Taylor pointed to hotel booking software that automated the guest checkout process but messed up the housekeeping process, sending employees to different rooms in a decidedly time-wasting manner. It’s a complaint that winds through the discourse around AI development: The decision-making process around how new technologies are implemented may be more important than the underlying technology itself, a mindset that also helped inform the Biden administration. AI Letter of Rights blueprint.
“There is a range of very deep labor movement issues involved in ensuring that algorithmic management systems actually follow the law, that there is openness, accountability and a voice of the workers in how those systems are implemented,” Ballantyne told me, referring to specifically to the kinds of algorithms not only that doing different jobs, but track workers’ movements, set their hours, and perform various other kinds of bossy tasks.
Given that the basic raison d’être since the labor movement negotiates with bosses, human or not, it makes sense for the industry to push for a say in how these futuristic technologies are deployed. That has led to initiatives like the Technology Institute that Ballantyne leads, which she describes as an effort not to put the reins of technology in the workplace, but to put people-conscious guardrails around it.
“We have good and bad technology,” Ballantyne said. “There’s technology that improves work for working people, and then there’s technology that automates and reduces skills, and if there’s no plan to help workers navigate through that, then we have job losses and inequality.”
Ballantyne pointed to the CHIPS and Science Act passed last year as a big step in the right direction when it comes to building a more employee-centric tech infrastructure, citing its funding for the National Science Center’s workforce-centric organization. fund. Technology, innovation and partnerships directorate.

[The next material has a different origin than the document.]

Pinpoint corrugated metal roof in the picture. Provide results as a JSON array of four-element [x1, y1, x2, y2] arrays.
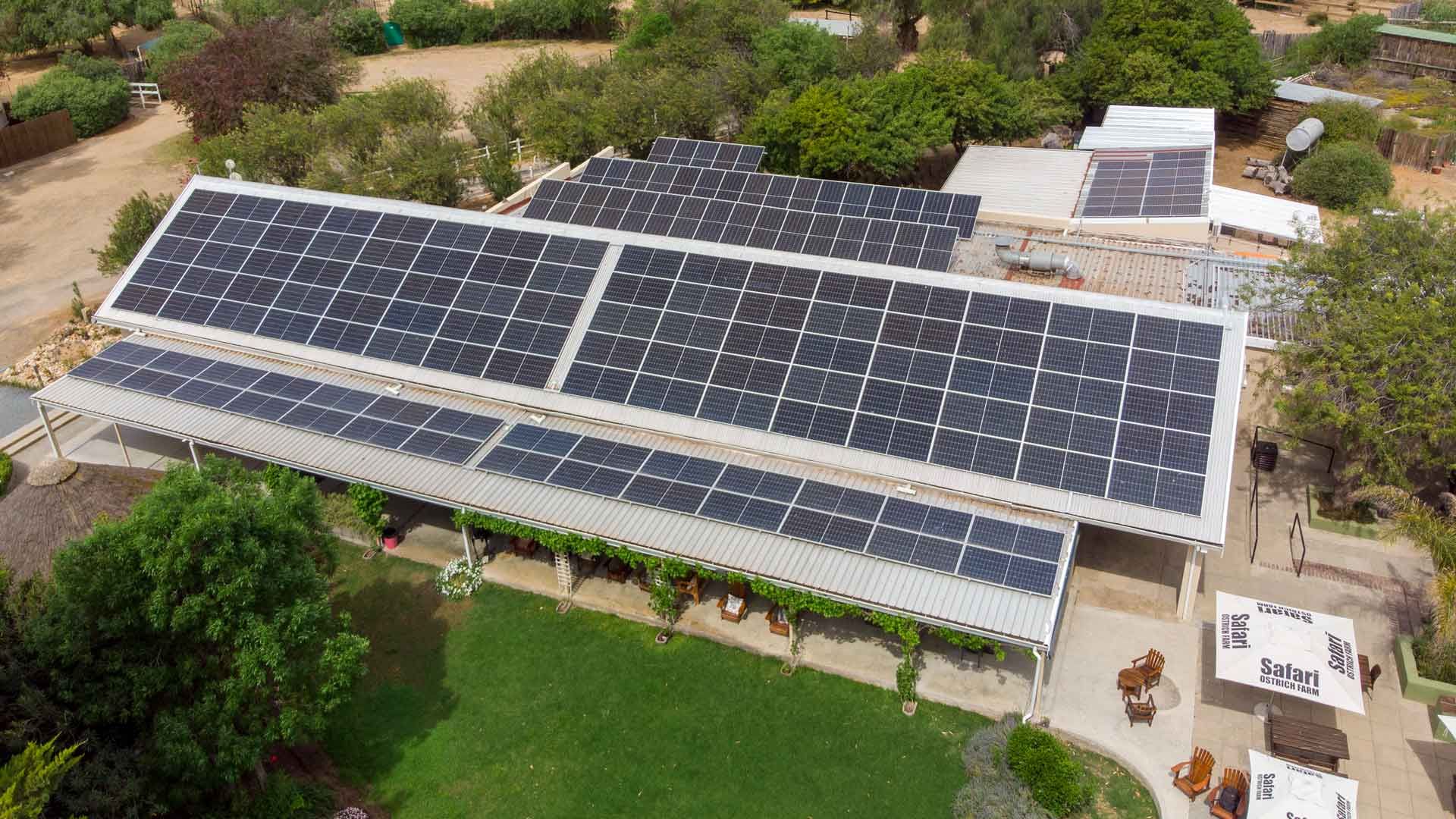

“This is an opportunity for us to engage real workers in research and development at scale,” Ballantyne said of the program, which will bring both scientists to the workplace and union members to research labs. “The researchers will have access to employees who understand at a grassroots level what’s right and wrong about how technology works, ultimately leading to better technology.”
Almost everyone agrees that the government’s aging digital infrastructure is in urgent need of an overhaul.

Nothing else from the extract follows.